De vrije val het is de verticale beweging die een object ervaart wanneer het van een bepaalde hoogte dicht bij het aardoppervlak valt. Het is een van de eenvoudigste en meest directe bewegingen die we kennen: in een rechte lijn en met constante versnelling.
Alle voorwerpen die vallen, of die verticaal omhoog of omlaag worden geworpen, bewegen met een versnelling van 9,8 m / stwee geleverd door de zwaartekracht van de aarde, ongeacht de massa.
Tegenwoordig kan dit feit zonder problemen worden aanvaard. Het duurde echter even om de ware aard van vrije val te begrijpen. De Grieken hadden het al in de 4e eeuw voor Christus op een zeer basale manier beschreven en geïnterpreteerd..
Artikel index
Als je er eenmaal van overtuigd bent dat de versnelling hetzelfde is voor alle lichamen die vrijkomen onder invloed van de zwaartekracht, is het tijd om de vergelijkingen vast te stellen die nodig zijn om deze beweging te verklaren..
Het is belangrijk om te benadrukken dat in dit eerste bewegingsmodel geen rekening wordt gehouden met luchtweerstand. De resultaten van dit model zijn echter zeer nauwkeurig en dicht bij de werkelijkheid..
In alles wat volgt, wordt uitgegaan van het deeltjesmodel, dat wil zeggen dat er geen rekening wordt gehouden met de afmetingen van het object, ervan uitgaande dat alle massa geconcentreerd is in een enkel punt.
Voor een gelijkmatig versnelde rechtlijnige beweging in verticale richting wordt de y-as als referentieas genomen. De positieve richting wordt naar boven genomen en de negatieve richting naar beneden..
Op deze manier zijn de vergelijkingen van positie, snelheid en versnelling als functie van de tijd:
a = g = -9,8 m / stwee (-32 ft / stwee
y = yof + vof . t + ½ gttwee
Waar enof is de beginpositie van de mobiel en vof is de beginsnelheid. Onthoud dat bij de verticale opwaartse worp de beginsnelheid noodzakelijkerwijs anders is dan 0.
Die kan worden geschreven als:
en enof = vof . t + ½ gttwee
Δy = vof . t + ½ gttwee
Met ΔY zijnde de verplaatsing die wordt bewerkstelligd door het mobiele deeltje.
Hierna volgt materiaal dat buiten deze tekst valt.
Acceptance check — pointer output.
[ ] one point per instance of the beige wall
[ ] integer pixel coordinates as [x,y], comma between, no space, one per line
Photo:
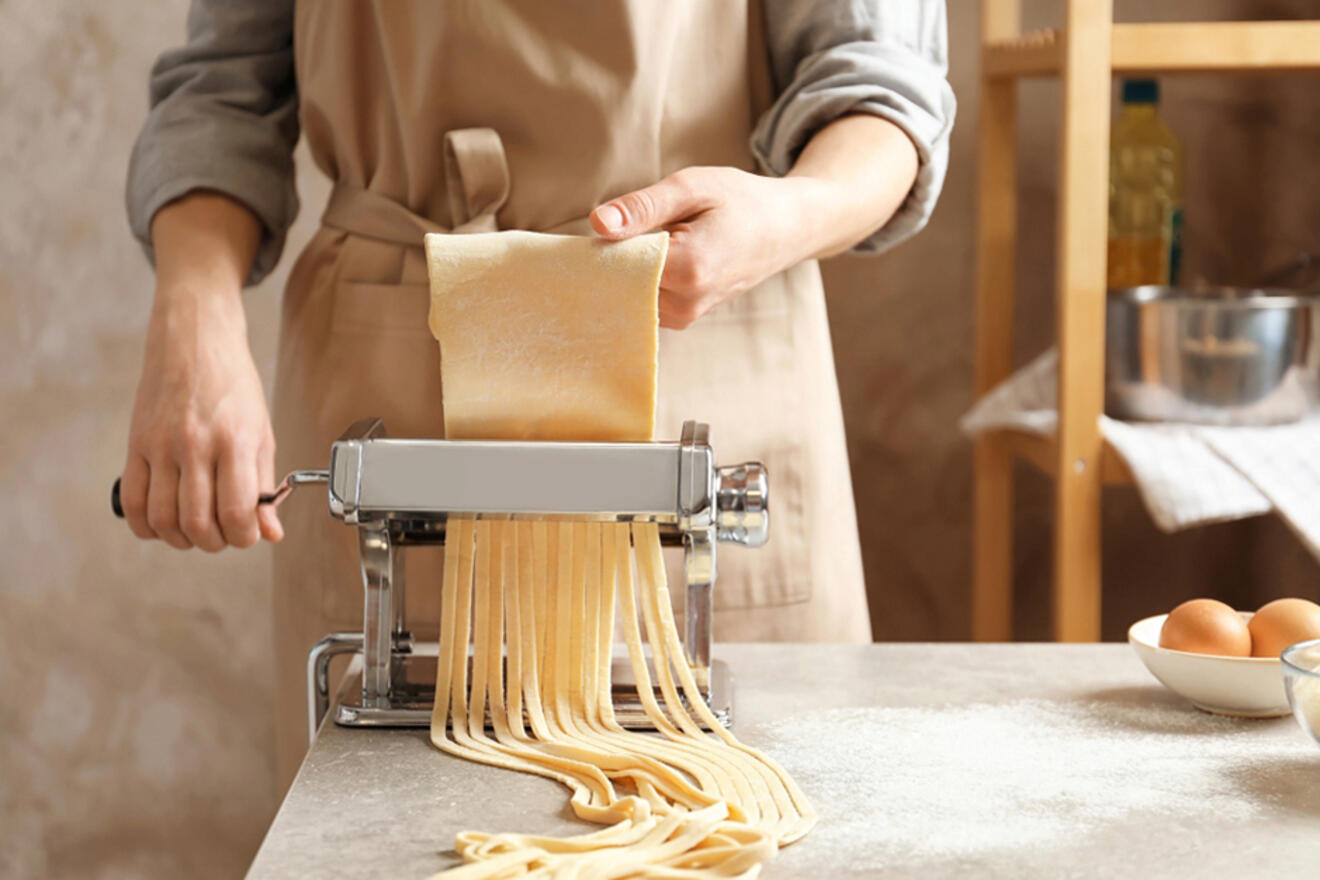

In eenheden van het internationale systeem worden zowel de positie als de verplaatsing gegeven in meters (m).
v = vof + g. t
Het is mogelijk om een vergelijking af te leiden die de verplaatsing koppelt aan de snelheid, zonder dat de tijd erin tussenkomt. Hiervoor wordt de tijd van de laatste vergelijking gewist:
Δy = vof . t + ½ gttwee
Het vierkant is ontwikkeld met behulp van het opmerkelijke product en termen worden gehergroepeerd.
Deze vergelijking is handig als je geen tijd hebt, maar in plaats daarvan snelheden en verplaatsingen, zoals je zult zien in het gedeelte over opgeloste voorbeelden..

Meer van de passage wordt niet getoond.